One day your child may understand – they might even forgive you and thank you. But if not, you can be strong. You can take it, because your love for them is big enough. Therefore, you can be courageous. You can do whatever is necessary to try and save your child.
Sadly, when a suicide occurs, family members and closest friends often say they were completely blind-sided; they never saw it coming. I hope that doesn’t happen to you.
Now that you know these things, you can be proactive and have no regrets.
Find encouragement from this Scripture verse:
Trust God from the bottom of your heart; don’t try to figure out everything on your own. Listen for God’s voice in everything you do, everywhere you go; he’s the one who will keep you on track. Don’t assume that you know it all. Run to God (Proverbs 3:5-6, The Message)!

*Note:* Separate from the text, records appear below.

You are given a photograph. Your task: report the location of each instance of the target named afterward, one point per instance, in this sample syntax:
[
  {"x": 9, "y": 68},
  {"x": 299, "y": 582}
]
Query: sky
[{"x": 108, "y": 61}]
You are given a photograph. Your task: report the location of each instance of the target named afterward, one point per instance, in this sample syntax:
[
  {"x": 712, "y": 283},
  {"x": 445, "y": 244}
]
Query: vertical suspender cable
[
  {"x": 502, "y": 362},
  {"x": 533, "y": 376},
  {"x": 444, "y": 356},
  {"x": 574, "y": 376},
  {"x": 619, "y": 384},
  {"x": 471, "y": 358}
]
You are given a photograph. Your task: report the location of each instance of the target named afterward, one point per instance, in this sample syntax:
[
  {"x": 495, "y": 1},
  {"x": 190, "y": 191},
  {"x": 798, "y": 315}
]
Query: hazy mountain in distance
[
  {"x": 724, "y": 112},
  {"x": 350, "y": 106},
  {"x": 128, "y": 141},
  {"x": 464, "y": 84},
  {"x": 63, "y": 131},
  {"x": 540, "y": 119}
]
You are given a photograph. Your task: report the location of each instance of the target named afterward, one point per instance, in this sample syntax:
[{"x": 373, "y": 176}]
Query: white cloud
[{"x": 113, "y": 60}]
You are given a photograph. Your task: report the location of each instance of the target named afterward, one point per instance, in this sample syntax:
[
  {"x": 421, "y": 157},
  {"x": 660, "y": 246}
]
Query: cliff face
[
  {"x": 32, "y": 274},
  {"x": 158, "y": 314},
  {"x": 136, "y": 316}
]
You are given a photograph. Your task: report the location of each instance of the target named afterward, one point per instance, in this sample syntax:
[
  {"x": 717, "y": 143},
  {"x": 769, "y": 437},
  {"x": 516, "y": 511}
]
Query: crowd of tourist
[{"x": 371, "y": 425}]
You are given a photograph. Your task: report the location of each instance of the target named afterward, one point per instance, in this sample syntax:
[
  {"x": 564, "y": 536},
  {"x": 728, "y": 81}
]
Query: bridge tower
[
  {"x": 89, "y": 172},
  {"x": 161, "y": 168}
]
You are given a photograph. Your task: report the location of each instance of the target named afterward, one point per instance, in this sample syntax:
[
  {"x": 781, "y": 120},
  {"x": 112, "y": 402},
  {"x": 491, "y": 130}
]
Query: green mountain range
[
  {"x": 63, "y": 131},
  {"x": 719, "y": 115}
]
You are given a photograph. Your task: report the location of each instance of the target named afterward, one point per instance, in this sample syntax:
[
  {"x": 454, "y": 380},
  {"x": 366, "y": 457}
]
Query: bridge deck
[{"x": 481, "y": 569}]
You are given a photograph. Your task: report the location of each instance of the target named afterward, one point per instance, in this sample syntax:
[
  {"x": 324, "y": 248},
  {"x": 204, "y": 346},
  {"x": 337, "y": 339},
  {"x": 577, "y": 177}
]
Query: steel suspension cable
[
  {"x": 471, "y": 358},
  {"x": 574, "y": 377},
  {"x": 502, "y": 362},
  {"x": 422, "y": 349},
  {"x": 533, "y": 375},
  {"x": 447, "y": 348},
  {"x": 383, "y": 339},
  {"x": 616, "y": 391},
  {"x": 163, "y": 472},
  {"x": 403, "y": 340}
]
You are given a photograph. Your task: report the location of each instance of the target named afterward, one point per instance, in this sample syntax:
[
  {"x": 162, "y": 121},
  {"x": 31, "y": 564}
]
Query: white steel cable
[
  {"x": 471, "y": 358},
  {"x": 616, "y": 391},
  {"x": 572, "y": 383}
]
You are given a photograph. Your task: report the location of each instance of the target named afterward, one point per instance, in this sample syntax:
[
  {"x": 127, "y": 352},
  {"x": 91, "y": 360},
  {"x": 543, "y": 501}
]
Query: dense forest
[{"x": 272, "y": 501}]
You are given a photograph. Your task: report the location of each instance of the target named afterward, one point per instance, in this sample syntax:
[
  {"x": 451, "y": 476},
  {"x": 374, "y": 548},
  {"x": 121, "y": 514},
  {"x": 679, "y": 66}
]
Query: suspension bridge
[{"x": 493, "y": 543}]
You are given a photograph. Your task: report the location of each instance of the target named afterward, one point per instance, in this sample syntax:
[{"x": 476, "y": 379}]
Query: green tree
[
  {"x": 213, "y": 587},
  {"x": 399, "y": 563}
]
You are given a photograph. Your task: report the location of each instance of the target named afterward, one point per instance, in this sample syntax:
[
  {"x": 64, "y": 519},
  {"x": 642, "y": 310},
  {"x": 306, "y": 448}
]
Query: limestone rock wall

Pray with me: Author of Life, please comfort and strengthen us. Reinforce our courage to do hard things, whatever it takes, to save our child. Open our eyes to see the warning signs. Guide us to the next step. Divinely connect us with the right person who can speak to our situation. Show us how to trust You in this great struggle. Thank you for caring. Thank you that we’re not alone.
Reflection Question and an Action Step: Which one of these warning signs were you not aware of? Save the toll free Suicide Prevention Lifeline number and keep it in a safe place. Put the number in your phone just in case. Share it with others.